MovieLens 1M data retrieved from [Kaggle](https://www.kaggle.com/datasets/odedgolden/movielens-1m-dataset)

In [49]:
rat = pd.read_csv('ratings.dat', sep ='::', header=None)
rat.columns = ['user', 'movie', 'rating', 'timestamp']
rat.head()

  rat = pd.read_csv('ratings.dat', sep ='::', header=None)

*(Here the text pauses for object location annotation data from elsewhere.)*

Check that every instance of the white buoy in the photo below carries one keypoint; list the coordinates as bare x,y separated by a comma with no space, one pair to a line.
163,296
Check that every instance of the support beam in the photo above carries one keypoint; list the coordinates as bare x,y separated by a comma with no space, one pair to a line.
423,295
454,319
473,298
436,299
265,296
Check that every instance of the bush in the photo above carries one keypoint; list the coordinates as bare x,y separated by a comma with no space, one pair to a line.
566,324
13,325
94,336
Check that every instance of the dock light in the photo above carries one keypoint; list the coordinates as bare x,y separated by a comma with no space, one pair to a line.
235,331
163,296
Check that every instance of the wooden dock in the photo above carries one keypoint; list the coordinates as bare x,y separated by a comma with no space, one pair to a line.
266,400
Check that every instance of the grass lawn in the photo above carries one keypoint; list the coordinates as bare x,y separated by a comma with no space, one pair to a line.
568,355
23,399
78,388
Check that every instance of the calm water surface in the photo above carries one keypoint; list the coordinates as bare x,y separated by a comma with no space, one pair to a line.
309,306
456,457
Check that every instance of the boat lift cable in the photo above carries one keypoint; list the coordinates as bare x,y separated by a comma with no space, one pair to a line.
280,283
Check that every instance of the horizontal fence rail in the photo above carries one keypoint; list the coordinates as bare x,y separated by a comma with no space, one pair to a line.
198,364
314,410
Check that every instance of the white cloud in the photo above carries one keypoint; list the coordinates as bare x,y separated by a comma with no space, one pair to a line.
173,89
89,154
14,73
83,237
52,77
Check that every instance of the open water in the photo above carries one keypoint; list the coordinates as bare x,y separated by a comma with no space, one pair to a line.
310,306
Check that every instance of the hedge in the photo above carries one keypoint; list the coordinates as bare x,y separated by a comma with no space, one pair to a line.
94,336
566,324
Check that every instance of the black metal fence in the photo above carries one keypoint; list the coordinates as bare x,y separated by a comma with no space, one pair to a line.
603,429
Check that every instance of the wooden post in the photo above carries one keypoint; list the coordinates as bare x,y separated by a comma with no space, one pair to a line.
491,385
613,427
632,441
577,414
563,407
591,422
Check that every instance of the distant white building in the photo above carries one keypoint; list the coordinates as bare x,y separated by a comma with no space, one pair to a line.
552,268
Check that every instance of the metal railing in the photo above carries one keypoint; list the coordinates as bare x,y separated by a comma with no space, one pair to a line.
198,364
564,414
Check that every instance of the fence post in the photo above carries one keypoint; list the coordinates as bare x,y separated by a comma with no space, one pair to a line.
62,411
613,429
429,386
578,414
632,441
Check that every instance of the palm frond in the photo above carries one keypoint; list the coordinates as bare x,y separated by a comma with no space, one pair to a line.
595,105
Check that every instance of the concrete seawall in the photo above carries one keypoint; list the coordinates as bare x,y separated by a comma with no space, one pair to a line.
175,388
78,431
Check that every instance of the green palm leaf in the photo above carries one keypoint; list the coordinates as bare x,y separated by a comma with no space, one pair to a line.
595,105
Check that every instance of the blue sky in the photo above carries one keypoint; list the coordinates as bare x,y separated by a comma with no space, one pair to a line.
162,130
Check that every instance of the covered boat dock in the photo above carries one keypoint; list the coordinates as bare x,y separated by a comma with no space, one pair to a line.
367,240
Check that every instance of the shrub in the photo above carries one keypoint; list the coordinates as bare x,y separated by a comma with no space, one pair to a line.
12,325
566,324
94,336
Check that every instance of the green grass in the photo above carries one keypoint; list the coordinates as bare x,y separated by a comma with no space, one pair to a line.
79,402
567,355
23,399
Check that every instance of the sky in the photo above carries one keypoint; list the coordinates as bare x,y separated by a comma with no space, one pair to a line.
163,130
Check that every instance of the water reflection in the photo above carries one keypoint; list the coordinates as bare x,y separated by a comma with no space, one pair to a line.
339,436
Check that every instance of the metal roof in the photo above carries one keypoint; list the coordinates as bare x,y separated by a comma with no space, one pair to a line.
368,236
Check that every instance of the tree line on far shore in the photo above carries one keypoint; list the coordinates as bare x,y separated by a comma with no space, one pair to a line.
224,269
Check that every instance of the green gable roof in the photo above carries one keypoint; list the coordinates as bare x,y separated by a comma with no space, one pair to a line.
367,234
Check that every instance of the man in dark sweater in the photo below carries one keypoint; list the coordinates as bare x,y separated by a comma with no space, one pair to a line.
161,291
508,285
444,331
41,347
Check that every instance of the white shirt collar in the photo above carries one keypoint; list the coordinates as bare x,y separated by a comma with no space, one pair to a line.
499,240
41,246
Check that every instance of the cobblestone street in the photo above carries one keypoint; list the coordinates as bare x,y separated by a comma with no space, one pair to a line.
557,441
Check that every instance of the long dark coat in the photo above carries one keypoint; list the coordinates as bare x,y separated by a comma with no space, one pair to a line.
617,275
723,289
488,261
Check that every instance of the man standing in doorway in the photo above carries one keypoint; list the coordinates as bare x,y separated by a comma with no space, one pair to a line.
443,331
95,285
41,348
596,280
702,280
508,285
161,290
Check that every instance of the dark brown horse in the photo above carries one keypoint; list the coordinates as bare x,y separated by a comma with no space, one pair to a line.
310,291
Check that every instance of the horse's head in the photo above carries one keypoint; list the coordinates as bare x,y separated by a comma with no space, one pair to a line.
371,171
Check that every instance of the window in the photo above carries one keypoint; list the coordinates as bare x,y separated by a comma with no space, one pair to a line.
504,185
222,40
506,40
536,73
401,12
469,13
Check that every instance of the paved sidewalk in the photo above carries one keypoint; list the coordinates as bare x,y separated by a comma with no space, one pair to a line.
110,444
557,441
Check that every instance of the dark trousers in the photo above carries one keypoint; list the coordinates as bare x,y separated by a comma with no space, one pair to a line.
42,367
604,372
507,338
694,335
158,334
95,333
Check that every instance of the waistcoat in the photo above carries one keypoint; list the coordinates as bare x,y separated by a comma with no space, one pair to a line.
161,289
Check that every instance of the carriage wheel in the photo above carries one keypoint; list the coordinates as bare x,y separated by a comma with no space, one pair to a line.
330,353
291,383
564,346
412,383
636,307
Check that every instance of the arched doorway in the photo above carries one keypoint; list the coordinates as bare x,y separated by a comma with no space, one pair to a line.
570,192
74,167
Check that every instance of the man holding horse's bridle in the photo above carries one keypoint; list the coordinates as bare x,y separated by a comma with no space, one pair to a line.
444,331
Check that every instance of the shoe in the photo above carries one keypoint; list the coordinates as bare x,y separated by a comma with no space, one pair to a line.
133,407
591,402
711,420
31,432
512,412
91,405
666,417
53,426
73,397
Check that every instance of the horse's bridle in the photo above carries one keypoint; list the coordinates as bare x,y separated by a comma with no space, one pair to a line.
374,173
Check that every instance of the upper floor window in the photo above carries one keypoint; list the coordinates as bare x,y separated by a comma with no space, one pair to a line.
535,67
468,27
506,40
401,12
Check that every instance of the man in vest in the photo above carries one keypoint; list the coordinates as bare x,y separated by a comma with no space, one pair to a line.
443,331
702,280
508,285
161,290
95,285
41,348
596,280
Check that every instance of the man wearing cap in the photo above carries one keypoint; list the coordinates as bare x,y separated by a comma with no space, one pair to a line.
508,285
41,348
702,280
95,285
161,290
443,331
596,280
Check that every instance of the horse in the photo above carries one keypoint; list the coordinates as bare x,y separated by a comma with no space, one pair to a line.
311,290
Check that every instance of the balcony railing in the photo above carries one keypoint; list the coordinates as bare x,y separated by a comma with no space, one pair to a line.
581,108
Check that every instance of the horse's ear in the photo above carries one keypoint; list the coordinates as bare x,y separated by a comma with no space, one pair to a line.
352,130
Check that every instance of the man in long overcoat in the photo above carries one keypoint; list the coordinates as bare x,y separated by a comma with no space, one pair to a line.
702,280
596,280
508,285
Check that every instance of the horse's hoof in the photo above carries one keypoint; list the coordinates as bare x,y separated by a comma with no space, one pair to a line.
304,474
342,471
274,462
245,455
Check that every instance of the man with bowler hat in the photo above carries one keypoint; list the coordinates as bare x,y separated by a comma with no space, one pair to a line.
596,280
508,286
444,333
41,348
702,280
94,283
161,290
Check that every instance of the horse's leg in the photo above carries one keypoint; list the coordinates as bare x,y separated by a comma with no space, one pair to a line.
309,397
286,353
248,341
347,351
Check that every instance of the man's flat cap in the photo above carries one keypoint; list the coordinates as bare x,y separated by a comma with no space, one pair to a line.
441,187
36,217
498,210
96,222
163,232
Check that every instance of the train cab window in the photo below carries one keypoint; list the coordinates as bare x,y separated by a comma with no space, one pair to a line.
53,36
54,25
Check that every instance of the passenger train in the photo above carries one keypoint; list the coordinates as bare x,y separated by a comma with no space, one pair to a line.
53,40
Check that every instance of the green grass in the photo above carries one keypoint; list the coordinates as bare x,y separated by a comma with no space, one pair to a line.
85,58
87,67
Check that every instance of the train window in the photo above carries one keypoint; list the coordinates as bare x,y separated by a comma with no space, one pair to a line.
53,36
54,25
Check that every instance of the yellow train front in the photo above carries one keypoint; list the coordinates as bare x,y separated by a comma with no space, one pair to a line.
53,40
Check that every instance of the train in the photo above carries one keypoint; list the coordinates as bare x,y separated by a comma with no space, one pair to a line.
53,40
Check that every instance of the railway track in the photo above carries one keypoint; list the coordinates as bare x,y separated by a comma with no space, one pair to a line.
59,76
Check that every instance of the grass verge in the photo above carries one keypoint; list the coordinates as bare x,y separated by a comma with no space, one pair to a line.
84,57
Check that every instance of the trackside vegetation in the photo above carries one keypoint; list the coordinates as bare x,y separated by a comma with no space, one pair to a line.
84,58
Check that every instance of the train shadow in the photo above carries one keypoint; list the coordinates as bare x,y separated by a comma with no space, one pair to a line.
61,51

Unnamed: 0,user,movie,rating,timestamp
0,1,1193,5,978300760
1,1,661,3,978302109
2,1,914,3,978301968
3,1,3408,4,978300275
4,1,2355,5,978824291


#### Split Into Train and Test Sets

In [61]:
from sklearn.model_selection import train_test_split

X = rat[['user', 'movie', 'timestamp']].to_numpy()
y = rat['rating'].to_numpy()

X_train, X_test, y_train, y_test = train_test_split(X, y, test_size=0.25, random_state=12)

#### Scale Data, Create and Fit Model

In [65]:
from sklearn import decomposition, datasets, model_selection, preprocessing, metrics

# NMF does not allow negative input, so we don't want to center the data
scaler = preprocessing.StandardScaler(with_mean=False).fit(X_train)
X_train_sc = scaler.transform(X_train)
X_test_sc = scaler.transform(X_test)

nmf = decomposition.NMF(n_components=None, max_iter=500, random_state=8, init='random').fit(X_train_sc)

#### Calculate RMSE

RMSE is at least balanced between train and test, but is still at around 0.67. A simple gradient boosted ensemble classifier (below) easily achieves half that RMSE. 

In [66]:
prediction = nmf.inverse_transform(nmf.transform(X_train_sc))
print(f'Train Set RMSE: {metrics.mean_squared_error(X_train_sc, prediction)}')

prediction = nmf.inverse_transform(nmf.transform(X_test_sc))
print(f'Test Set RMSE: {metrics.mean_squared_error(X_test_sc, prediction)}')

Train Set RMSE: 0.6738686972921465
Test Set RMSE: 0.6739360760282939


#### Compare With Supervised Method

In [81]:
from sklearn.ensemble import GradientBoostingClassifier

clf = GradientBoostingClassifier(n_estimators=10, learning_rate=0.05, max_depth=5, random_state=8)
clf.fit(X_train, y_train)

print(clf.score(X_test, y_test))

0.3538649806241077


### Commentary on Limitations of NMF

NMF is NP-hard, which means it does not scale efficiently as the size of the dataset increases. 

Another issue with NMF is that there is no guaranteed single unique decomposition. It needs to be probabilistically optimized using a liklihood function.

It's also sensitive to how the W and H matrices are intialized.